I try to inspire people too, but not through the food itself. I am a teacher – and my craft is intended to motivate. My goal is to inspire families to open fewer packages and cook a little more. My goal is to build the confidence of our children so that they will taste new foods and have a hand in their creation. My goal is to help children recognize what it means to eat real food, grown by real farmers. My goal is to encourage families to applaud their children’s efforts to be involved in their food choices…and listen when the kids ask them to consider the environment when they shop. My goal is for parents and teachers to understand that kids can learn through the act of cooking. And my goal is to empower kids to help those who need it – all through the power of food. Feed the Hungry. Feed the Sick. Feed the Homeless.
It’s hard to imagine that a girl who dreamt of becoming a veterinarian would end up running a certified green cooking school for children. Yet, here I am. What was the path that took me here, you might be wondering? I’ll see if I can trace the route – but I am horrible with maps…
I’ll start with college, I suppose. When that all started, I had every intention of becoming a vet. But then calculus and organic chemistry happened. I almost didn’t survive, but scraped by and graduated with a degree in Biology. I specialized in animal behavior and behavioral ecology, and spent much of my time outside, studying red tailed hawks and elephant seals (I am a Banana Slug, and proud of it!). After college, I spent 3 months studying monkey mating behavior on a small island off the coast of Puerto Rico (yes, I do have lots of interesting stories about that, but they aren’t appropriate for this family-friendly website!). It was really interesting, but made me realize that I wasn’t cut out for spending time alone with nature. I wanted to share it and tell people why they should care.
And so my career as a teacher was born. I went back to school to get my teaching credential, and then spent the next 5 years as a high school biology and environmental science teacher. I loved it – and my students and I enjoyed learning and exploring together. We gave workshops to local elementary school students and seniors in local residential facilities. We got grants to build a native plant garden and pilot a worm composting project. And we encouraged the entire school to begin recycling paper. It was amazing. And satisfying.
And then I started a family of my own. I didn’t see how I would have enough energy to parent my own children AND teach 150 students a day. So, I stepped away and spent a couple of years focusing on my babies. But it wasn’t enough. I craved more interaction. I wanted to teach again, but needed something flexible. So I did something I never thought I would do. I signed up to become a Pampered Chef consultant. It was a perfect opportunity for me at the time, since it would allow me to use my teaching skills and combine them with my love of cooking. I was able to cook for wonderful groups of people and teach them tips on how to save time and money in the kitchen. I was determined to inspire families to cook and eat meals together. But most of all, I was determined not to be pushy or do anything that might perpetuate some people’s negative stereotyping about the direct sales industry. I must not have been too obnoxious because I sold over $100,000 in Pampered Chef products, and had a positive experience in the meantime.

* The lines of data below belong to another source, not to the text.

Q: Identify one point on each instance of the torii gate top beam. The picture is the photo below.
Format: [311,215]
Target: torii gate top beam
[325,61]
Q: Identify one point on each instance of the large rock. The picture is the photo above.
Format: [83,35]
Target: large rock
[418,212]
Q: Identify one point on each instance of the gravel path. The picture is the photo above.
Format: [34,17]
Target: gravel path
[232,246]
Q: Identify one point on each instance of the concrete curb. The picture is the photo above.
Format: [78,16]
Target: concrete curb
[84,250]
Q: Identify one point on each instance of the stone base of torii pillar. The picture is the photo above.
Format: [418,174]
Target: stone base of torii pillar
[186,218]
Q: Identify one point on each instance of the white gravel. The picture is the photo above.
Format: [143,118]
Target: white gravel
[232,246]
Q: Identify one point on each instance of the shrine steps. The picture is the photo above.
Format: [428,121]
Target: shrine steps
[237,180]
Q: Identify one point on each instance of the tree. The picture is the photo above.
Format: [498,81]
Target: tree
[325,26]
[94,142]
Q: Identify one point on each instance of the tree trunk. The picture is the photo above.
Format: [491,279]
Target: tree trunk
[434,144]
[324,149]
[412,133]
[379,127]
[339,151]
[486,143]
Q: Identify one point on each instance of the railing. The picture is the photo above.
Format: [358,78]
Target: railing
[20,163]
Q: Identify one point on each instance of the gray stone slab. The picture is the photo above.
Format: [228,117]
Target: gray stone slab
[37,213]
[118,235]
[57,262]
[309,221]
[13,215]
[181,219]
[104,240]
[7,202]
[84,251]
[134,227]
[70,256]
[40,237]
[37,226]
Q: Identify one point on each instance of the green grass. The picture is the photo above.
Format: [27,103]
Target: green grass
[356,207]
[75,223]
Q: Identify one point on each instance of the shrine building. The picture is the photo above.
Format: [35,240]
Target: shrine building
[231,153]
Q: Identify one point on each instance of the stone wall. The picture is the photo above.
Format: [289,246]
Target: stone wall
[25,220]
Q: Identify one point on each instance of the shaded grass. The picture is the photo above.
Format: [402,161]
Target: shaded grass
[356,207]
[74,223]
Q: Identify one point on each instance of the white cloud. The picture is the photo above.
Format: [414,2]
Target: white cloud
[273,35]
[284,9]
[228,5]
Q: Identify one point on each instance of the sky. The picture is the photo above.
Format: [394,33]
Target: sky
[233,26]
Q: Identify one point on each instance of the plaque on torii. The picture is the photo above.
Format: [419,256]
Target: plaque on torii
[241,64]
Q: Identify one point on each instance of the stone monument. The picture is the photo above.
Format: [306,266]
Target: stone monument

About halfway through my experience with The Pampered Chef, my friends started to encourage me to do more workshops with children. Others complained that they would go insane if they had to go to another gymnastics birthday party again. Pow! A the lightbulb went off. What if I could do cooking parties for children? And so it began. I put together a horrid website, registered a domain name (I can hardly believe I had a “.info” site for so many years. Ick.) and then started to let people know what I was doing. I was absolutely shocked when I got my first gig – but had to pretend like I had done these parties hundreds of times before. I brought the ingredients and tools to the home of the birthday boy – and we made our lunch. It went off without a hitch and has picked up speed ever since. Before I knew it, I was running a mobile cooking school for children.
My classes were offered through several local recreation centers and are in 8 of our local after school programs. I am not teaching these after school classes or birthday parties anymore, since I want to spend time with my own children (aka – being their chauffeur!)
I still do Speaking Engagements and Staff Development workshops where I talk to families/teachers/after-school programs about the educational and health benefits of cooking with kids. Now I spend most of my time writing, developing educational cooking with kids curriculum for families and teachers and social networking (is that even a verb?) I am fueling my passion by inspiring children to be confident and healthy. Life is good.
What about you? How did you get to where you are today?